Seu texto traz influência, talvez, do livro Guia Prático para a Instrução dos Processos Criminais, de Hans Gross. O capítulo Os ciganos (zingari), e seus caracteres começa insultando o que chama de "qualidades morais" dos ciganos, característica que utiliza de forma a incapacitá-los como "ignorantes" sobre assuntos gerais. Professor de direito penal na Universidade de Graz, Gross considerava-se importante figura no desenvolvimento de uma "psicologia criminal subjetiva", não obstante, hoje, seja apenas detentor de um ingênuo psicologismo.

Oliveira Vianna ainda reivindicava para si mesmo um apreço pela cientificidade das suas ideias, o que tende a se corresponder no seu discurso, embebido no positivismo. Nesse sentido, não é de se estranhar seu interesse na área do Direito Penal, disciplina que, à época, passava por um privilegiado processo de modernização e cientificação.

Em 1924, Oliveira Vianna lançou um folheto de doze páginas de nome Programa de Teoria e Prática do Processo Criminal, na Faculdade de Direito de Niterói (que passaria a integrar a Universidade Federal do Estado do Rio de Janeiro, a qual, por sua vez, se tornaria a Universidade Federal Fluminense). Ensinou, ali, direito judiciário penal, ou, mais propriamente, prática do processo penal. Apesar do nome do programa, a expressão processo penal é a usada no enunciado dos fatos. O programa de Oliveira Vianna seguiu os compêndios Curso de Processo Criminal, lançado em 1917, de Galdino Siqueira ("5.º Promotor Público no Distrito Federal, membro efetivo do Instituto da Ordem dos Advogados Brasileiros e sócio-correspondente do Instituto Histórico de S. Paulo") e o de Antônio Moniz Sodré de Aragão ("Lente Catedrático de Direito Criminal na Faculdade Livre de Direito da Bahia"), de título As Três Escolas Penais – Clássica, Antropológica, Crítica (Estudo Comparativo), também de 1917 (especialmente o primeiro).
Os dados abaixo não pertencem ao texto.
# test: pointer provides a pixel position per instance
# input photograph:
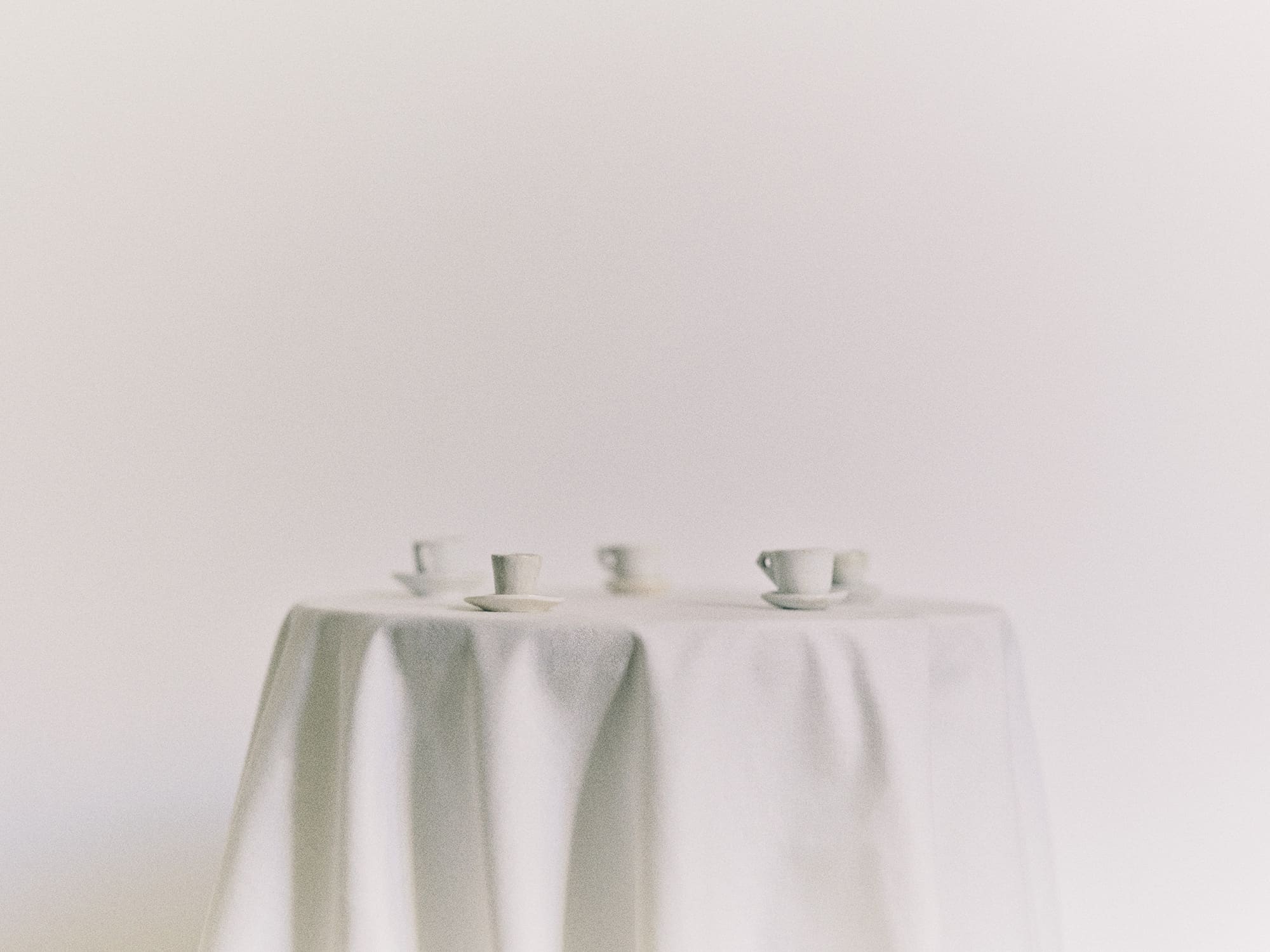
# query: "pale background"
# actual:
(981, 286)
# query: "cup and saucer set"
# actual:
(816, 579)
(806, 579)
(516, 576)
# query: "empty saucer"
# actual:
(429, 585)
(514, 604)
(638, 586)
(803, 602)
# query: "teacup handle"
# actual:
(765, 563)
(420, 562)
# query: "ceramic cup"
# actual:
(438, 557)
(631, 562)
(516, 574)
(806, 572)
(850, 568)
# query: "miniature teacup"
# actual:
(631, 562)
(850, 568)
(516, 574)
(806, 572)
(438, 557)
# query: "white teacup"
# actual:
(806, 572)
(440, 557)
(516, 574)
(631, 562)
(850, 568)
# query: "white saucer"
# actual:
(639, 586)
(425, 586)
(514, 604)
(806, 604)
(860, 592)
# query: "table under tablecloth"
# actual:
(672, 775)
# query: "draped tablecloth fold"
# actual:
(678, 775)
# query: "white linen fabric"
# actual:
(672, 775)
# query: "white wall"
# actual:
(981, 286)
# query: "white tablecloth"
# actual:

Ao iniciar o curso de direito, Oliveira Vianna já dispunha do compêndio de Viveiro de Castro, A Nova Escola Penal.

Os livros de Viveiro de Castro e de Sodré de Aragão apresentam as escolas e fundamentam a "cientificidade" da Escola Positivista. O livro de Galdino Siqueira é sobre a prática do processo criminal. Interessante ainda seria a análise crítica do programa de Oliveira Vianna, sem a segregação de tal análise daquilo que consagraria o autor – sua obra sociológica.

Sobre a trajetória de docente na área do direito criminal, nota-se que a dedicação preliminar do autor sob influência da Escola Positiva marcou um período consolidante das características de sua obra, analisando a sociedade brasileira, essencialmente, com fundamento em sua dicotomia (elites e massa).

É arriscado, porém possível, alegar que o interesse preliminar de Oliveira Vianna nos autores consagrados da Escola Positiva e na realidade do país em que vivia fez com que voltasse sua atenção à estrutura social e aos problemas derivados dela. Sua vasta obra sociológica, no entanto, ficou marcada como obra de encomenda, pois percebia uma impossibilidade de ascensão das massas sociais sem a atuação ativa de uma elite dirigente – além de sua associação ao Estado Novo de Getúlio Vargas.